From plain text to semantic knowledge: The future of Agent Experience

While our current implementation of /llms.txt delivers immediate value, I believe we're just scratching the surface of what's possible when structured content meets AI consumption. The true evolution will come when LLMs can not only read our content but understand its structure, relationships, and intent. Imagine if instead of dumping thousands of tokens of plain text into a context window, an AI agent could:

  • Query our content API directly with specific questions.
  • Understand the relationships between concepts, components, and pattern.
  • Access versioned documentation that matches the exact version of the tool a developer is using.
  • Receive real-time updates when best practices change.

This future isn't as far off as it might seem. The same structured content principles that power Sanity could be extended to create knowledge graphs and semantic APIs specifically designed for AI consumption. Just as REST APIs evolved to GraphQL and GROQ for more flexible querying, we may see the emergence of "AI-native" content interfaces that bridge the gap between human-readable documentation and machine-actionable knowledge.

For now, our /llms.txt implementation serves as an important stepping stone - making our content more accessible while we work toward more sophisticated approaches to Agent Experience. The beauty of building on Sanity's structured foundation is that we can evolve our approach without having to rebuild from scratch.

Making developer education AI-ready (and human-friendly, too!)

As we've seen, making our Learn platform more "agent-friendly" wasn't just about dumping content into a text file and pushing it to git – it required some consideration of content structure and proper markdown serialization. By implementing these /llms.txt routes in React Router 7, we're not only making our content more accessible to AI agents but also future-proofing our platform for the evolving landscape of developer education.

The best part?
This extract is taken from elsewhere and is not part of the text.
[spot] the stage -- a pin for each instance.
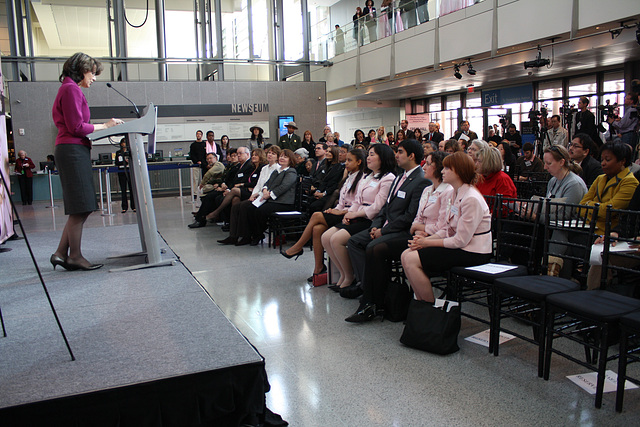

Since we're building on top of Sanity's structured content approach, adding new serialization formats or adapting to emerging AI content standards becomes a matter of extending our existing patterns rather than rebuilding from scratch. And since it's generated on demand from the same source, there no copy-pasting content, either!

As the relationship between developer tools and AI continues to evolve, we're curious to see how this enhanced agent experience will help developers learn and build with Sanity more effectively. Tell us if you have found it helpful!

After all, great educational content should work whether you're a human or an AI—and now ours does for both.